Existe um mundo lá fora, longe de Marvel, DC, Image... Nesse mundo, essas três não chegam nem a fazer sombra (anh? Sacaram? Sacaram? Três sombras... - Nerd Reverso mode off)...
Vira e mexe, quando eu publico um review, os comentários enchem de mimimizentos, dizendo que eu sou um rabugento, um saraiva, que fica falando mal do personagem que respondeu a cartinha dele, digo, do seu autor preferido.
Vou te confessar, eu chego a me questionar quando leio esses comentários. Será que de fato me tornei um velhaco que não gosta de nada, que acha tudo ruim, chato, bobo e feio? Será?
Aí me cai nas mãos um álbum como Três Sombras, e eu percebo que não, não virei um velho rancoroso - eu só estava era olhando pro lado errado!
Antes d'eu falar de Três Sombras, segue a sinopse do álbum, tirada diretamente do site da Companhia das Letras:

Joachim e seus pais levam uma vida tranquila em uma pequena casa no campo. A aparição de três sombras no alto de uma colina, no entanto, corrói a harmonia da vida em família e enche os pais de dúvidas. Seriam viajantes? Por que estão rondando a casa? A cada tentativa de aproximação, as figuras misteriosas desaparecem. Logo, eles percebem que as sombras estão ali para buscar Joachim. Recusando-se a aceitar esse fato, o pai foge com o filho em uma viagem febril e desesperada, sempre com as sinistras sombras em seu encalço.
Joachim deixa assim seu mundo idílico pela primeira vez para viajar por terras hostis em um navio precário, onde conhecerá um mundo cercado de adultos trapaceiros e imorais. Três Sombras é um romance de aventura, com contornos épicos, e que explora sutilmente questões de ordem filosófica e moral.
Cara, eu sinceramente fico pensando por onde abordar Três Sombras? Pela arte? Pelo roteiro? Pela edição? Pelo conjunto da obra?

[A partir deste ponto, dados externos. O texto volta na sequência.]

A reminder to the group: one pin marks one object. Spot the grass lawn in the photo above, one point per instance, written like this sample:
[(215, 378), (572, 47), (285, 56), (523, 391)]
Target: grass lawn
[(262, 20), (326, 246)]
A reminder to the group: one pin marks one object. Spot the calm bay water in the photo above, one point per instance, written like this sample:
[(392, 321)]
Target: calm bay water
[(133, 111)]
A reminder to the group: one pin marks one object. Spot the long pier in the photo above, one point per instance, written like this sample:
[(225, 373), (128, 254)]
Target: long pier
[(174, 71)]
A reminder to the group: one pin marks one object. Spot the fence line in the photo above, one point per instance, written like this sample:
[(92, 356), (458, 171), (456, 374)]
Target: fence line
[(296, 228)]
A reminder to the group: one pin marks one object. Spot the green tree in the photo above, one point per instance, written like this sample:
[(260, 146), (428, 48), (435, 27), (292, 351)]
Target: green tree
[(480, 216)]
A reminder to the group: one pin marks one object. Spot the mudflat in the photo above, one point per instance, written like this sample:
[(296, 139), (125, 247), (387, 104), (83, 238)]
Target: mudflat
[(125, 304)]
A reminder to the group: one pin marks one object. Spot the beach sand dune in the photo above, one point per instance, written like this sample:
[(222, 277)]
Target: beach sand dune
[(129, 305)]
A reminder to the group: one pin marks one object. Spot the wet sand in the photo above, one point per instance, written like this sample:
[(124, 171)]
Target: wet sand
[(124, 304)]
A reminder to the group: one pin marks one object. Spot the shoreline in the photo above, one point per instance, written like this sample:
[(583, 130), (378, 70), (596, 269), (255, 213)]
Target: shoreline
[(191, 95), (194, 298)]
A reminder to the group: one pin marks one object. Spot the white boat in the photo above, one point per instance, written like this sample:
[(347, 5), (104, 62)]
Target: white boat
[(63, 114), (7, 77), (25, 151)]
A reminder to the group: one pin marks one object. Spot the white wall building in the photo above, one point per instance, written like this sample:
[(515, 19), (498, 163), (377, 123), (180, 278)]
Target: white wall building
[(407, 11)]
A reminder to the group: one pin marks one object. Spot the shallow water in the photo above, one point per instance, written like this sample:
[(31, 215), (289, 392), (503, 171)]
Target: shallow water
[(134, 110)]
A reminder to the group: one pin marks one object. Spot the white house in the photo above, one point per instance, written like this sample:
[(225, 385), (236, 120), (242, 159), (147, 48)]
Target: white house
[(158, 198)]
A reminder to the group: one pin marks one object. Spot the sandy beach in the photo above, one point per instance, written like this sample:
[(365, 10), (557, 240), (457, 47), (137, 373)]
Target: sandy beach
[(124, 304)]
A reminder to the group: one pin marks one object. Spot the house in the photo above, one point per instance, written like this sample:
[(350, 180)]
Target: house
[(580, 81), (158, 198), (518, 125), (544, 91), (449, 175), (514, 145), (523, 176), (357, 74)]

Se falar da arte, preciso passar pelo fato de que Cyril Pedrosa trabalhou em animações da Disney como O Corcunda de Notre Dame e Hércules, e que seu traço tem toda a cara, quase um selo de qualidade, do estilo gráfico das (falecidas) animações 2D da Disney. Mais do que isso, é belíssimo o movimento que ele consegue imprimir às figuras, a expressividade das cenas que desenha (quando Louis e Lise, os pais de Joachim, se separam... É movimento puro, é incrível a expressão tônico-postural que ele coloca em Lise). Seu estilo, às vezes graciosamente tosco - como se fosse desenhado a carvão direto, sem arte-final e sem borracha - lembrou-me muito Jules Pfeiffer em O Homem no Teto: dá a mesma impressão de relato pessoal, de coisa feita às pressas, não por descuido, mas por urgência de não deixar nenhum detalhe do sentimento escapar.

E por falar em "relato pessoal", é bacana que Cyril esteja fazendo uma alegoria - eu entendo como a inevitabilidade da morte o seu tema central, porque a sua narrativa, a metáfora que ele escolheu para servir de fio alegórico funciona perfeitamente. No meio do caminho você se pega pensando, torcendo pelo final feliz, para logo em seguida pensar: e se der certo? Não tem jeito de dar certo! E mesmo quando você pensa que ele está se distanciando do tema, mostrando personagens incoerentemente irreais, ele dá a volta e te lembra que não dá pra falar da morte sem falar da vida, e, sinto lhe informar, a vida é surrealmente incoerente mesmo.

Pra falar da edição, acho que nem falo mais porque já está virando lugar comum elogiar o trabalho da Quadrinhos na Cia/Companhia das Letras. Não tem bastado elogiar o trabalho deles, a qualidade das publicações, a gente precisa também elogiar o trabalho de escolha de material a ser traduzido e o senso de oportunidade de seu lançamento - ano passado, quando o FIQ tava bombando, a Quadrinhos na Cia. não só lançou seu Três Sombras, como trouxe intermediou a vinda do próprio Cyril Pedrosa (quem bancou a presença do cabra foi o próprio FIQ. Valeu pela correção, Afonso!). O tipo de coisa que outras editoras, muito maiores no que tange a quadrinhos, não têm a sacada de fazer - ou têm o amadorismo de não fazer.

No conjunto da obra, Três Sombras é um dos álbuns de quadrinhos mais bonitos que já li. É terno, bem executado, bem editado. E se no resto da minha vida é bem possível que eu leia coisas ainda mais bonitas, neste ano de 2012 eu já acho pouco provável...
Três Sombras (Trois Ombres). De Cyril Pedrosa, Quadrinhos na Cia, 2011. 272 páginas, R$ 39,50.